Così com’è escluso che Facebook possa cambiare il proprio modello economico per via della privacy. Basta ascoltare quello che Sheryl Sandberg, direttore operativo di Facebook, ha detto nella conference call con gli analisti durante la presentazione dei conti record di Facebook dell’ultimo quadrimestre. Sheryl non è un executive qualsiasi: ha tutte le carte in regola e le risorse per essere il primo presidente donna degli Stati Uniti. Ecco che cosa la Sandberg ha detto agli analisti:

Siamo orgogliosi del modello che abbiamo costruito. Permette alle persone di vedere la pubblicità che gli serve, permette a milioni di attività di crescere e ci consente di fornire un servizio globale che non ha costi per nessuno. Il metodo più veloce per colmare il divario digitale negli Stati Uniti e nel mondo è quello di offrire un servizio senza costi a tutti i consumatori a prescindere dalle loro condizioni. La pubblicità che finanzia il business, come nel caso di Facebook, equipara l’accessibilità e migliora le opportunità di comunicare.
Pensiamo che la pubblicità sia un grande modello di business che è in linea con la nostra missione che è quella di costruire un servizio senza costi per connettere le persone. Pertanto noi vogliamo offrirlo gratuitamente e mantenerlo accessibile… So che molti lo stanno mettendo in discussione, ma noi, qui a Facebook, siamo convinti che questo è il mezzo migliore per fare quello che facciamo.

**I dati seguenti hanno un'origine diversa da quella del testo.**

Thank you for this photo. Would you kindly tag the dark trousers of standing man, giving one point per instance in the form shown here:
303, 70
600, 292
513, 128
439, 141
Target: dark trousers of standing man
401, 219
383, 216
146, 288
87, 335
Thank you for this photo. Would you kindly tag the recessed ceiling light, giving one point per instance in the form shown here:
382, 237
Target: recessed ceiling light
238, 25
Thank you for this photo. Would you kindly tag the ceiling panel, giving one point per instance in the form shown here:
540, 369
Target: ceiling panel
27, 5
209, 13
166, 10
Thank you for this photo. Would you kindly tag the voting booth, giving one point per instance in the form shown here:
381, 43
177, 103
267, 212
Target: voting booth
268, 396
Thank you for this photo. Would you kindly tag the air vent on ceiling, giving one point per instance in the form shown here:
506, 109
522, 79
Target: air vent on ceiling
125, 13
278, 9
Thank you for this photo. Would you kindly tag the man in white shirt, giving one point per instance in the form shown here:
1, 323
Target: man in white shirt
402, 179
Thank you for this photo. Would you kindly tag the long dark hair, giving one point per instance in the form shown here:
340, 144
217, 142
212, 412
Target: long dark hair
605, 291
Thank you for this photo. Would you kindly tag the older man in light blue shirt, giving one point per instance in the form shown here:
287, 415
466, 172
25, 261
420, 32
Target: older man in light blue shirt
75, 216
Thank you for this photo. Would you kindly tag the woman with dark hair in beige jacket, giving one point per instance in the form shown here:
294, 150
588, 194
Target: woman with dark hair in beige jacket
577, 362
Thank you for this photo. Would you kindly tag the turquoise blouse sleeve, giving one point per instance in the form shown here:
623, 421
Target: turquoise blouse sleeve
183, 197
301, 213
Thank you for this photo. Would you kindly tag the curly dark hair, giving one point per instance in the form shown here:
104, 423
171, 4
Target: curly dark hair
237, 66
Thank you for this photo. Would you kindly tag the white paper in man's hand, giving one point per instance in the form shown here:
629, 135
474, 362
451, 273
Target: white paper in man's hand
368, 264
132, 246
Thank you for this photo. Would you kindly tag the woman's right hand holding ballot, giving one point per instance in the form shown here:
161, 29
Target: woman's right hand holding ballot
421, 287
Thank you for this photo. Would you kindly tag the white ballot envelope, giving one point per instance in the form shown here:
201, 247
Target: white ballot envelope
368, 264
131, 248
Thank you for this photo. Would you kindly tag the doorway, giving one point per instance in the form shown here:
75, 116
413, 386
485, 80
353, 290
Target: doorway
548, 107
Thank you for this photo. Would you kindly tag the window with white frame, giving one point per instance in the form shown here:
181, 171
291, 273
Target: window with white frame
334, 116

Messaggio chiaro che però non è liquidatorio delle sfide che l’élite ha lanciato a Facebook. E onestamente bisogna riconoscere che il management di Facebook sta mettendo in atto delle azioni importanti per limitare le attività distopiche che avvengono nel proprio territorio così da irrobustire o rinnovare la fiducia dei propri utenti. Ancora la Sandberg:

La pubblicità e la protezione delle informazioni sulle persone non sono in contraddizione. Noi badiamo ad entrambe. La pubblicità mirata che rispetta la privacy delle persone è una pubblicità migliore… I nostri utenti ci testimoniano continuamente la loro preferenza per la pubblicità che è rilevante per loro e i loro interessi.

Che cosa davvero sa Facebook?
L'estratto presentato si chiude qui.